Selling this mix to voters is going to be complicated and the Coalition risks a lukewarm reaction given the hype in advance of the budget and the wide spread of the money being spent. Promises of yet more being spent on housing and infrastructure are welcome, but public confidence has been undermined by slow delivery to date and the latest fiascos over the bike shed, the security hut and the national children’s hospital. Delivery is the Achilles’ heel of the Coalition as the run to try to catch up with the explosion in the workforce and population.
It is, of course, a lot better to be facing these issues with a big surplus than with a yawning deficit. France is reportedly going back to the European Commission to ask it for more time to get its budget in some kind of order. The Labour government in Britain is battling black holes and a rising national debt. Ireland entered Covid with its public finances in surplus, which has given vital leeway over the last few years. Now the finances are back in the black. And while this creates political pressures, it is time to focus on the opportunities these surpluses give to the State.
The first is to deal with whatever economic shock comes next, and in a politically uncertain world the odds on this happening are high enough. To take just one risk, a Trump presidency could lead to trade wars and have a big impact on exports to the US from the pharma sector – a key taxpayer – and future US investment. The budget, in other words, needs to stay in surplus to absorb future shocks.
The second opportunity is, of course, to deal with the huge deficits in housing, water, energy, schools and hospitals from a rising population and more economic activity. To underpin growth for the future, in other words. The immediate problem here is not money – it is a lack of capacity to build, and a planning system which all too often favours sectional interests rather than the national good.

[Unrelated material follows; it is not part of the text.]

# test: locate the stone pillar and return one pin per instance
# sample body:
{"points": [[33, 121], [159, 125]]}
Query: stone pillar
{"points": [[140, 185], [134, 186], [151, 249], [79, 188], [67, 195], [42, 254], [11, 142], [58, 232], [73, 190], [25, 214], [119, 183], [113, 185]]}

At some stage, too, financial pressures will re-emerge – by 2030 the costs of an ageing population will be sharply on the rise, for example, and there are huge costs from combating and adapting to climate change. Some of the surpluses now can be set aside to help pay for this and ensure investment can continue over a five- to 10-year time horizon. We can, if we choose to, break the boom-and-bust economic cycle which has bedevilled Irish economic history and mitigate against the need to raise taxes in future at the expense of younger people now entering the workforce.
The frustration is that despite such big surpluses, Ireland is struggling to deliver on the vital upscaling of our national infrastructure and public services. We are running to catch up in so many areas. Ireland needs to find a way to navigate between the necessary caution due to the reliance of the public finances on a few big corporations on one side and the need to plan and invest for the future and improve public services on the other. Right now, there is enough money to do both. But with the economy running at full capacity ramping up investment even more in the short term is difficult - there are not, for example, many free construction workers, planners or engineers.
The Economic and Social Research Institute (ESRI) concluded this week that Ireland could afford its spending plans for the next few years, but that it was vital that the money spent delivers improved services in areas such as health and education and efficient delivery of housing and infrastructure. A mindset change is needed. Ireland has the money – spending it well is the challenge.